Despite all of this, I still see patients being missed in terms of getting diagnosed with axial spondyloarthritis by rheumatologists. Philip and I were involved in a trial called PROSpA. There was no drug involved, and we were looking at the prevalence of axial spondyloarthritis in patients referred to rheumatologists with back pain. Interestingly, we found that 47% of patients who participated in the trial were existing patients of rheumatologists.

They were existing patients of rheumatologists, and they were going for backache, presumably. When the trial came along, rheumatologists started to find patients to enroll into the trial, and they found some of the patients in their own database. About 47% of the patients in that trial came from rheumatology practices, and several of those, about half of those, had axial spondyloarthritis.

So rheumatologists are definitely missing the diagnosis of non-radiographic axial spondyloarthritis. And I want to briefly add here that we are now also seeing that there is excessive diagnosis, or perhaps false positive diagnoses, of axial spondyloarthritis by rheumatologists because of the feeling that MRI [magnetic resonance imaging] “positivity” gets you the diagnosis of axial spondyloarthritis. This is as we do more MRIs on those who stay active, including athletes, as well as even simple degenerative changes in the spine and in the sacroiliac joint. All of those can have features that we generally call active or positive MRI.

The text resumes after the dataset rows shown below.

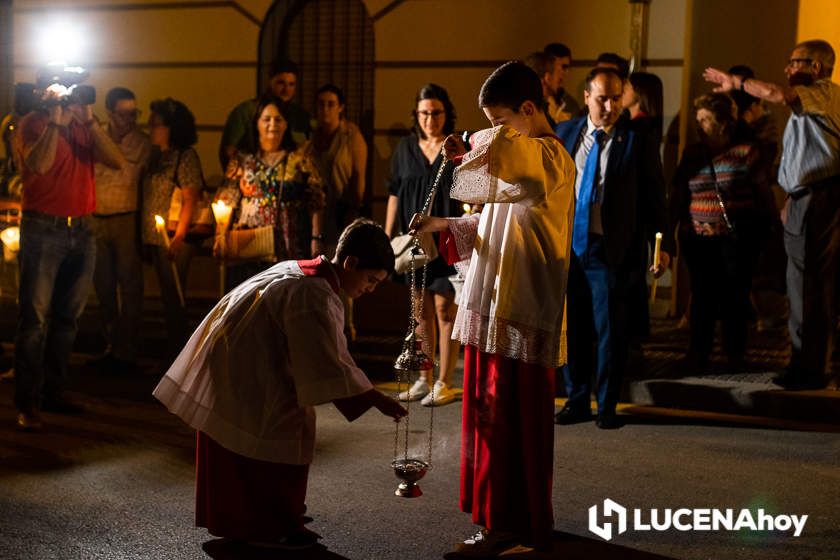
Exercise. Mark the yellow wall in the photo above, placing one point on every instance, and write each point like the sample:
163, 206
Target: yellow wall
820, 19
206, 56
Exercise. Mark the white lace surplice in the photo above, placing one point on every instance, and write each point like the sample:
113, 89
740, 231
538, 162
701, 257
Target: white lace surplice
252, 371
514, 293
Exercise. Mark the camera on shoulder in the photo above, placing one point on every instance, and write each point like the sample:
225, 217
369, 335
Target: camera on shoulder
65, 80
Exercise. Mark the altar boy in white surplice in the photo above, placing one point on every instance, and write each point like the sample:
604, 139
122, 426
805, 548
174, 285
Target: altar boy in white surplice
510, 316
250, 375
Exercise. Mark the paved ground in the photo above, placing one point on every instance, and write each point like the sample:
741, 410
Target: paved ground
117, 483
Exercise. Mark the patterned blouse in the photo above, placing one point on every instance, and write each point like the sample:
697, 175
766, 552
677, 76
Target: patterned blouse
159, 182
283, 196
697, 186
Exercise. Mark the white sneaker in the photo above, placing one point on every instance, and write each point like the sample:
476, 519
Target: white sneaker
442, 393
417, 391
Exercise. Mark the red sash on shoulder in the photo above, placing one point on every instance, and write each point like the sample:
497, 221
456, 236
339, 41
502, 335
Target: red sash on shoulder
321, 268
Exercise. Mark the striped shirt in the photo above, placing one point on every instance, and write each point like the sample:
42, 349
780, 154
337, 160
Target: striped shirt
732, 171
116, 189
811, 143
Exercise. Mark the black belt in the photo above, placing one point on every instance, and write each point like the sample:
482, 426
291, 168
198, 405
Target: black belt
833, 181
66, 221
116, 215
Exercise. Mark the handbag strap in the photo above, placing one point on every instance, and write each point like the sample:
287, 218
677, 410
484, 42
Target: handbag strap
721, 203
427, 206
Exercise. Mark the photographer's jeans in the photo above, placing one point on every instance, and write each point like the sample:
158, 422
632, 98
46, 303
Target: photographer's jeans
56, 269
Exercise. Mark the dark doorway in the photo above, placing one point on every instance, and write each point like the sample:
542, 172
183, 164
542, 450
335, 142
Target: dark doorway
333, 42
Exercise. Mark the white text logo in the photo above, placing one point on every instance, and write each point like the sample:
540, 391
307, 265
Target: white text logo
684, 519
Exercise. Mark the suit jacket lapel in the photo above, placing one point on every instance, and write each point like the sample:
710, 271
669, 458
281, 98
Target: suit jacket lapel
618, 153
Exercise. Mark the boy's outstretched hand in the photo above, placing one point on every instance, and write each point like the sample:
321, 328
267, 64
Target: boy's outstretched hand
388, 406
421, 223
453, 147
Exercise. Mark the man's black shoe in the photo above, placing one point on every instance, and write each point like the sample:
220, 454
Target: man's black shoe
608, 421
61, 406
571, 415
112, 365
793, 381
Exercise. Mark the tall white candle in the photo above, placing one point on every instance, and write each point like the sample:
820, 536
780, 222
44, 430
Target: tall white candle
657, 250
221, 212
160, 225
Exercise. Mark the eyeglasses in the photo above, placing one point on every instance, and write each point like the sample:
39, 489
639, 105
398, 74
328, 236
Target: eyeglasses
795, 61
432, 114
130, 114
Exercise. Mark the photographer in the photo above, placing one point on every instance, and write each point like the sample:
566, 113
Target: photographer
58, 143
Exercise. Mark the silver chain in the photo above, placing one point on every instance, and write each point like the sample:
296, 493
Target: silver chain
416, 311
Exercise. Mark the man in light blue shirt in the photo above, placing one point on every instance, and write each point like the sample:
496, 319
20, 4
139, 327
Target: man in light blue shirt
810, 173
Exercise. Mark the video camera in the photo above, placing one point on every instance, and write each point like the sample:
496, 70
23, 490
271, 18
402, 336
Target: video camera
30, 97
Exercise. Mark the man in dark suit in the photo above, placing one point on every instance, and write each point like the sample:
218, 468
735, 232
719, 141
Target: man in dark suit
618, 198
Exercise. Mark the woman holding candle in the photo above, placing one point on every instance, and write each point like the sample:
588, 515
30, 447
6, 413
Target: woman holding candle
714, 202
174, 164
339, 152
277, 187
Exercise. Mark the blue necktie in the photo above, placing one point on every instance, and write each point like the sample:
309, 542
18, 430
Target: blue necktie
586, 196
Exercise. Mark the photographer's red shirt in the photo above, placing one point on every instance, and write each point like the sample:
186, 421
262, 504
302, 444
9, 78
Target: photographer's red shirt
67, 189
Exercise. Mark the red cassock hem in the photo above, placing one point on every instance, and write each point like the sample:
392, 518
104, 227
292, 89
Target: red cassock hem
242, 498
447, 247
507, 445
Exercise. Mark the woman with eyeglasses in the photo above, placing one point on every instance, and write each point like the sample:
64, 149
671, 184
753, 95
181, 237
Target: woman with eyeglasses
414, 165
339, 152
173, 164
277, 193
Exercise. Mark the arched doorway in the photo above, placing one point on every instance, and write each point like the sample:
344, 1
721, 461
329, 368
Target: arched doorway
333, 42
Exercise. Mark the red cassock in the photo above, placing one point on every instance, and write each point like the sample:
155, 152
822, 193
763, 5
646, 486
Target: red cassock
507, 444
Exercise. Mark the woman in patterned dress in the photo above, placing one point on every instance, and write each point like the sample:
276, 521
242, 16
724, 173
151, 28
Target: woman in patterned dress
277, 187
714, 202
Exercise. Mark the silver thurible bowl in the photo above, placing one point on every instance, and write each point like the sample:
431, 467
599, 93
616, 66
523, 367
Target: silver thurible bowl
409, 471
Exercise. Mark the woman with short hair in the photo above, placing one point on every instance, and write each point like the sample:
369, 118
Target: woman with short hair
173, 164
713, 201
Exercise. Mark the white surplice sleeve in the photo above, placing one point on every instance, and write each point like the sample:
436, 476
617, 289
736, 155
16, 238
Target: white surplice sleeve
319, 361
503, 167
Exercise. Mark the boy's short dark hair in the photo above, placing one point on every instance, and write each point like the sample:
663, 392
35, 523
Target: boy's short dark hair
619, 61
598, 71
115, 95
366, 240
510, 85
558, 50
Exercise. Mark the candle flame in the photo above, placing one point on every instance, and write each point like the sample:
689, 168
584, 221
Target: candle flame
11, 238
221, 211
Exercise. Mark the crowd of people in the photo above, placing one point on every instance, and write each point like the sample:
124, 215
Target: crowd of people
546, 270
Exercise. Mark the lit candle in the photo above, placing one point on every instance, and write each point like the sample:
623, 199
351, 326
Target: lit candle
221, 212
657, 250
160, 225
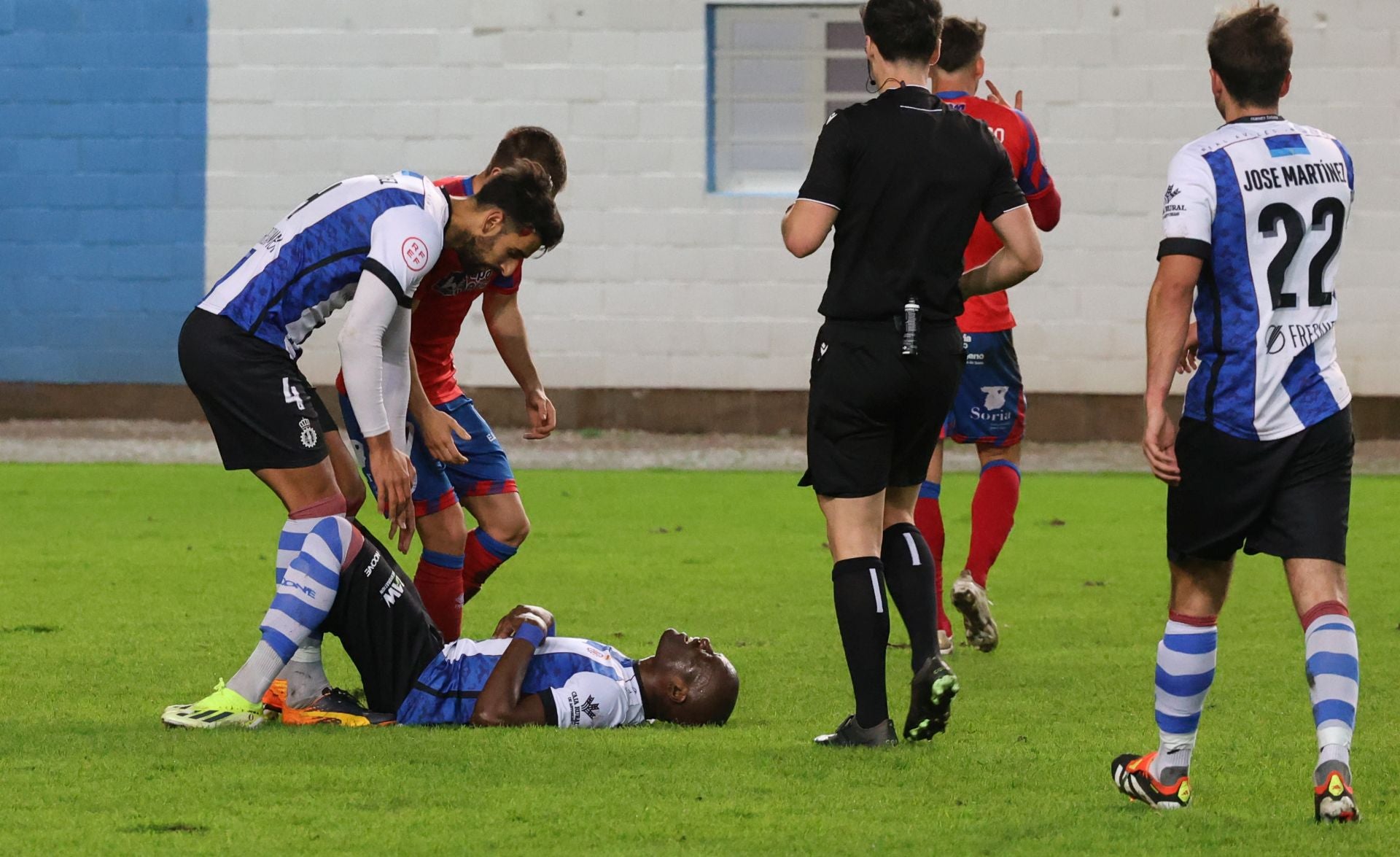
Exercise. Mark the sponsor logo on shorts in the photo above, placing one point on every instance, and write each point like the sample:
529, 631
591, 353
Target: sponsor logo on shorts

That is, on the stored image, there is bone marrow edema. So it's both ways. There are patients being missed in terms of disease diagnosis as well as patients being determined to have axial spondyloarthritis when they may not actually have the disease. Philip was making this point, and I agree, that there is large value for educating rheumatologists not only so that they don’t miss diagnosing these patients, but also so they don’t incorrectly diagnose patients who do not have this disease.

Sergio Schwartzman, MD: The need for better diagnostic tools.